Tell you what. Stop patronising McDonalds and Burger King and Subway and chow down on a nice home-cooked meal. On the go? Pack a sandwich. Maybe then, if we're lucky, slow zombies will get their second chance.


"Faster, Zombies! Kill! Kill!" originally appeared on The Living Dead Book blog on March 24th.


  1. The zombie acceleration is an inevitable result of the need for continuous innovation combined with the relative stagnation of the zombie monster.

    Unlike vampires/werewolves and other horror standards, zombies are largely static creatures. In the 40 or so years that zombies have been a part of the horror culture, it's pretty much all been done. The zombie menace is out of new ideas. We've had dozens of different ways to tell the same core story but without the monster evolving, it all becomes part of the same mindless throng.

    They can't get smarter and they can't become morally ambiguous without ceasing to be zombies. The same goes for love, greed, or any of the human emotions that drive stories forward. No one would make a ZomRomCom and if they did, no one would watch it (I hope). Zombies are mindless and to make them something more makes them something else. Tim Waggoner's Nekropolis (a book featuring a Zombie PI) is a prime example of the evolved zombie. He tried to make a zombie main character work. It didn't.

    So provided that zombies can't get smarter or bring emotion into the plot, how can you make them more threatening and escalate the stakes? The only thing you can do...make them bigger, faster, stronger...

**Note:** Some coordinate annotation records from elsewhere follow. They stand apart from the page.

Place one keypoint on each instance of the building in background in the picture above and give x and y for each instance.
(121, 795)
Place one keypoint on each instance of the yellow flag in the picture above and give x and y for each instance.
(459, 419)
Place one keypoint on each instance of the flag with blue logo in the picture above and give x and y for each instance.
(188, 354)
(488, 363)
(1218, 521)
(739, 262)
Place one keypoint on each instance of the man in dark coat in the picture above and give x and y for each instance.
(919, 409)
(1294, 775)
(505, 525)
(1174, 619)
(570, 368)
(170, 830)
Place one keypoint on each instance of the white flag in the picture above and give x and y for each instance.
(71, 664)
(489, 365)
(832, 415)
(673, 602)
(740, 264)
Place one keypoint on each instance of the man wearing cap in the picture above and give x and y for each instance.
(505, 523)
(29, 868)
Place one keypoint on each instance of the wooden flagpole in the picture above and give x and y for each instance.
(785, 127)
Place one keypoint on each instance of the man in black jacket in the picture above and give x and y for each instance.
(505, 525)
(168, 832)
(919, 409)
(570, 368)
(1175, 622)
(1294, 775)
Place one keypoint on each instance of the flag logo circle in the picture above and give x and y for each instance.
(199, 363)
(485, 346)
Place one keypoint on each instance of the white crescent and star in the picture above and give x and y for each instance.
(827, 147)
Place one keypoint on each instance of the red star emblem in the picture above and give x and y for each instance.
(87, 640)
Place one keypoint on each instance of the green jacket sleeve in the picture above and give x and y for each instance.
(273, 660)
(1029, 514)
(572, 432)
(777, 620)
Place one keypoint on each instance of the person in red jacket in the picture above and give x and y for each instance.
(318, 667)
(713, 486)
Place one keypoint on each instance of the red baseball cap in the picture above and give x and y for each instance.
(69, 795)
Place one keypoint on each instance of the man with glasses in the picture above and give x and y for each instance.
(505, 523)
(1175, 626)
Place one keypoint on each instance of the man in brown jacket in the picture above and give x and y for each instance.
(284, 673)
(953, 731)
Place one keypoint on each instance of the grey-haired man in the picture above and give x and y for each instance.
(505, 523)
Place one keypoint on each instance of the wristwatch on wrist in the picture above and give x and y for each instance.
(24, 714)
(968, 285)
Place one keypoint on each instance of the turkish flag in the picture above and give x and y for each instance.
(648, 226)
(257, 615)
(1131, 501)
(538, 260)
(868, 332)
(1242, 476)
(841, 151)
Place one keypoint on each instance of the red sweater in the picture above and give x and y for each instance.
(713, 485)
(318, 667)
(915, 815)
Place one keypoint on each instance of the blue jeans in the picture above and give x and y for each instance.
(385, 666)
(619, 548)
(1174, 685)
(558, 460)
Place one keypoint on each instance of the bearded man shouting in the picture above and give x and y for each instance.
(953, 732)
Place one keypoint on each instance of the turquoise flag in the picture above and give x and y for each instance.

  2. Of course there are plenty of people who don't consider viral infected to be zombies at all, and some purists who would say Romero's creations aren't zombies either and hark back to haitian zombification.

  3. Zombies are one of the fantastic devices I can't share any fascination for (while tongue-in-cheek treatments or sporadical appearances or zombie-like mutants might be ok). There are just more suspenseful ways of survival horror.